Secondo il giudice, rispetto alla tradizionale impostazione gerarchica delle fonti del diritto deve preferirsi – in linea con l’approccio giurisprudenziale e dottrinale più moderno – una “ricostruzione sistematica in termini di concorrenza virtuosa tra fonti, nel senso che diviene di volta in volta prevalente quella che assicura una tutela più piena di tali diritti, con continuo travaso delle forme più accentuate di tutela degli ordinamenti nazionali a quello dell’UE e da questa ai primi, direzione quindi sia ascendente che discendente” (in sentenza, p. 22).

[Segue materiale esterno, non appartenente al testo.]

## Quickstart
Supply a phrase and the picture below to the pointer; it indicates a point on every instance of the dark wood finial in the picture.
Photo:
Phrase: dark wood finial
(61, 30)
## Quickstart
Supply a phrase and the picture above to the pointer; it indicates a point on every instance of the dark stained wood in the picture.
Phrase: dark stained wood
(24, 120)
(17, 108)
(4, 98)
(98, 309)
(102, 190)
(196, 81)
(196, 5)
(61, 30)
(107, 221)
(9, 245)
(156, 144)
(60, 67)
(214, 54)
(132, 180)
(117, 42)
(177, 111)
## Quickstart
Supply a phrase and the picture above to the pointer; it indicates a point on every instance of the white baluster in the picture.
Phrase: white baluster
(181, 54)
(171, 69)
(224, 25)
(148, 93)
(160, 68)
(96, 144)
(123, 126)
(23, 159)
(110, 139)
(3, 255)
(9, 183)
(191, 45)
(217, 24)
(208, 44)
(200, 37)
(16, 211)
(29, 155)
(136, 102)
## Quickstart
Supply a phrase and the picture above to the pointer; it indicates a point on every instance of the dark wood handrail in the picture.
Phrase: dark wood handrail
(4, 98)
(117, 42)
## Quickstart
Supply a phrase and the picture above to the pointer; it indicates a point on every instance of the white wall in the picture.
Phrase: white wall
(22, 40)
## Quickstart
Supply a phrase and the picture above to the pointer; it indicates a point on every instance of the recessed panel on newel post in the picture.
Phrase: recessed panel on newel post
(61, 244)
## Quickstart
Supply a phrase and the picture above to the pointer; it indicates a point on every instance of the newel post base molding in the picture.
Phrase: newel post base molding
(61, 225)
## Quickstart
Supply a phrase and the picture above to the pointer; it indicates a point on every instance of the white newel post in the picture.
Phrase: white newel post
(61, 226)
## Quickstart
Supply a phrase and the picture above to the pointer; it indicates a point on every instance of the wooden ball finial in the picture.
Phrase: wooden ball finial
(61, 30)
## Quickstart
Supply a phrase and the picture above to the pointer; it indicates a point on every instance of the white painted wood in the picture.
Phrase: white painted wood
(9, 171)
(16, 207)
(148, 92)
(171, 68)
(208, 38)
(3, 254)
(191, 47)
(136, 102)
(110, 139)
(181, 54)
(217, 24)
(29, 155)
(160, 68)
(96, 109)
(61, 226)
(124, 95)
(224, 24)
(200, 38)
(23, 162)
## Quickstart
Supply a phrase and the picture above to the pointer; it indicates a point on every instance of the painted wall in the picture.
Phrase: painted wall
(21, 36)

Oltre a una complessa ricostruzione di queste fonti – da quelle sulla questione della ricerca e salvataggio delle persone in pericolo in mare, a quelle poste a protezione del diritto a richiedere protezione internazionale; dalla Convezione di Amburgo che impone a chi soccorre di condurre i naufraghi in un luogo sicuro sino al divieto tortura e al connesso divieto di respingimento avente rango di jus cogens – il Tribunale di Trapani afferma un altro punto fondamentale relativo alla natura ed efficacia  del memorandum d’intesa Italia-Libia del 2 febbraio 2017. Secondo il Giudice tale intesa, oltre che disattesa dalla Libia,  non è giuridicamente vincolante sia sul piano nazionale che sul piano internazionale, essenzialmente perché in contrasto con la convenzione di Amburgo che “impone agli Stati che l’hanno ratificata di garantire che, una volta concluse le operazioni di ricerca e salvataggio dei naufraghi, questi vengano condotti in un luogo sicuro dove, oltre all’integrità fisica e alla dignità umana in generale, sia garantita la possibilità di far valere i diritti fondamentali, a partire dalla richiesta di protezione internazionale” (in sentenza, p. 32).

Sui trattamenti riservati alle persone in Libia, il Tribunale richiama ampiamente la relazione dell’Alto Commissariato ONU sui Rifugiati (ACNUR), richiesta espressamente ai fini della decisione, per concludere che la Libia non poteva, sicuramente nell’estate del 2018, ma anche a maggior ragione oggi (dilaniata da un conflitto civile), essere designata o considerata nella pratica come “paese terzo sicuro”.

Torneremo sui contenuti di questa sentenza, convinti che la tutela dei diritti umani sia assolutamente prioritario in un questo preoccupante scenario che ne giustifica la loro violazione in nome di una presunta sicurezza delle frontiere.

Perché come diceva Stefano Rodotà nel fondamentale “Il diritto di avere diritti” << libertà e i diritti non sono negoziabili>>.